Czerwona kartka dla Holandii tuż przed wielkim finałem Eurowizji 2024 wywołała wśród fanów konkursu oraz reprezentantów poszczególnych krajów ogromne poruszenie. W sieci pojawiło się wiele plotek dotyczących rzekomego incydentu, z powodu którego Europejska Unia Nadawców (EBU) zdecydowała, że Joost Klein nie weźmie udziału w show. Reprezentanci Irlandii, Szwajcarii i Grecji nie pojawili się na próbie parady flag. Możliwe że bojkotują przez dyskwalifikację Holandii. Na Instagramie Bambie Thug pojawiło się krótkie wytłumaczenie podjętej decyzji.
Drogi Covenie,
W trakcie oczekiwania na wyjście na scenę podczas próby parady flag miała miejsce sytuacja, która moim zdaniem wymagała pilnej reakcji ze strony EBU. Europejska Unia Nadawców potraktowała to, co się wydarzyło bardzo poważnie. My, jako uczestnicy, zdecydowaliśmy się przedyskutować to, jakie działania należy podjąć. W związku z tym doszedłem do wniosku, że nie wystąpię na próbie generalnej. Przepraszam wszystkich fanów, którzy przyszli zobaczyć mój występ. Mam nadzieję, że spotkamy się dziś wieczorem na scenie.

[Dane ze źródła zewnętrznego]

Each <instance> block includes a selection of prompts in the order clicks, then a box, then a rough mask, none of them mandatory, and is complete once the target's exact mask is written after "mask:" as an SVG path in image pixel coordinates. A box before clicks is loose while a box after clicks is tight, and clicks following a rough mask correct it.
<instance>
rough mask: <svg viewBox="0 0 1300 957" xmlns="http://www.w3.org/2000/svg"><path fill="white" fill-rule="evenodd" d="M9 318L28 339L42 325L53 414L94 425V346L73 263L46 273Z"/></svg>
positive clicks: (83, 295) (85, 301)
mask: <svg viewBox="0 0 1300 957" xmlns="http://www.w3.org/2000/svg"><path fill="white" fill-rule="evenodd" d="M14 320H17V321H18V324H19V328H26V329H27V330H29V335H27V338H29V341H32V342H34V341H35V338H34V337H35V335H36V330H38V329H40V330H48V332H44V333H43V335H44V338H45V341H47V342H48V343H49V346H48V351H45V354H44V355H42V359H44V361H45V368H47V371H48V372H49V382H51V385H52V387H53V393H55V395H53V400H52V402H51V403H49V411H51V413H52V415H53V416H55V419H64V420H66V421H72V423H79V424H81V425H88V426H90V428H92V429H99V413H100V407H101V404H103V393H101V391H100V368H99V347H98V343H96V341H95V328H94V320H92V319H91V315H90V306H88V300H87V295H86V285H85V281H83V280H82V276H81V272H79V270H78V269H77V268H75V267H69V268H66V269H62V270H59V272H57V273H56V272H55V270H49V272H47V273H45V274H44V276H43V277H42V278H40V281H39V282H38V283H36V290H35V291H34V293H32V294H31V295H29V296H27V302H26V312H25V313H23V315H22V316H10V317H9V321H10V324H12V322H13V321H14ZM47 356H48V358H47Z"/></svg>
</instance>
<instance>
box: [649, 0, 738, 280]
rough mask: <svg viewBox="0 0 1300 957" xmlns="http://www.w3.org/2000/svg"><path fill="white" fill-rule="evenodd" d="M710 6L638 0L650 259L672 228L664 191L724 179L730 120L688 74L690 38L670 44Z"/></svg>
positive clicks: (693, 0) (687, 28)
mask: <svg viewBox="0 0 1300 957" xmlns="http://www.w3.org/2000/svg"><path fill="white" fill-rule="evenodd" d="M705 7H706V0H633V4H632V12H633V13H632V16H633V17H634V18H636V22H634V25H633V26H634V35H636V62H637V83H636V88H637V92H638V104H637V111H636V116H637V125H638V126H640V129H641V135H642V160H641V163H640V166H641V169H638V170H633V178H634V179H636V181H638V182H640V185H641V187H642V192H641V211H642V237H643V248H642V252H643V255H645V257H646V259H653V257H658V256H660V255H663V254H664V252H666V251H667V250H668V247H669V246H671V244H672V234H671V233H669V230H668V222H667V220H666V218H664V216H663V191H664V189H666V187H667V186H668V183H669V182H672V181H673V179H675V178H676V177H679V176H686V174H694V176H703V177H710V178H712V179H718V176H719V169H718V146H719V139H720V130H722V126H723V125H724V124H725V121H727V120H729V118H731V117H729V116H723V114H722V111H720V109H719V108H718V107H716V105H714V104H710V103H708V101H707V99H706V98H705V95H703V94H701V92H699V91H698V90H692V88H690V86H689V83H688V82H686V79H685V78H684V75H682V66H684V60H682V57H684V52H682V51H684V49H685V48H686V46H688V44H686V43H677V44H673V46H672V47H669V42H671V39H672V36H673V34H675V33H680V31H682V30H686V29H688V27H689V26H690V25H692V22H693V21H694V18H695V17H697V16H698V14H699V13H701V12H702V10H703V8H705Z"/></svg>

Eurowizja 2024 - dyskwalifikacja Holandii
Dyskwalifikacja Holandii odbiła się szerokim echem wśród społeczności związanej z konkursem. Głos w sprawie zabierają kolejni reprezentanci, który wyrażają swój pogląd na sprawę. Wśród nich znalazła się również Luna, która reprezentowała nasz kraj z utworem "The Tower”. Polska artystka wrzuciła na swojego Instagrama nagranie, na którym możemy zobaczyć ją odzianą w czerwony płaszcz, na którym widnieją flagi krajów oraz zdjęcia reprezentantów, którzy wzięli udział w konkursie. oprócz jednej. Nie chodzi jednak o Holandię. Z łatwością zauważyć można, że wśród nich nie ma zdjęcia przedstawiciela Izraela. Co więcej, na twarzy Luny widoczny jest wymowny komunikat - "no war". Fani szybko docenili gest artystki i przyznali, że w pełni zgadzają się z jej postępowaniem.